Ide (São Paulo) v.30 n.45 São Paulo dez. 2007

 

EM PAUTA - LINGUAGEM II

 

Estados primitivos da mente: poema e polêmica*

 

Primitive states of mind: poem and polemics

 

 

Luís Antônio de Oliveira SilvaI,**; Mariângela Mendes de AlmeidaI,II,***

I Instituto da Sociedade Brasileira de Psicanálise de São Paulo
II Unifesp

Endereço para correspondência

 

 


RESUMO

Os autores apresentam um poema seguido de um comentário em que a suposta voz dos estados primitivos da mente se enuncia, evocando possíveis analogias a respeito da relação entre nossos vários níveis de funcionamento psíquico, entre criador e leitor e entre paciente e analista.

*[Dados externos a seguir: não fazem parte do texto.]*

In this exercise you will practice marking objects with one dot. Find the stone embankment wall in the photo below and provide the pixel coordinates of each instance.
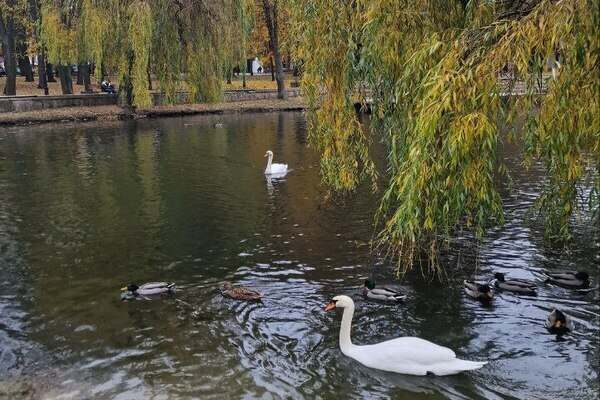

Polemiza-se a questão da suposta linguagem ou seus rudimentos, contidos ou não, na manifestação dos estados primitivos da mente.

Palavras-chave: Estados primitivos da mente, Linguagem, Reclamação, Suposição do sujeito.


ABSTRACT

The authors present a poem, followed by a comment, in which the supposed voice of the primitive states of mind is enunciated, evoking possible analogies regarding the relations between our different levels of psychic functioning, between creator and reader, and between patient and analyst. The polemics about the presence or not of language (or its rudiments), within primitive states of mind, is raised.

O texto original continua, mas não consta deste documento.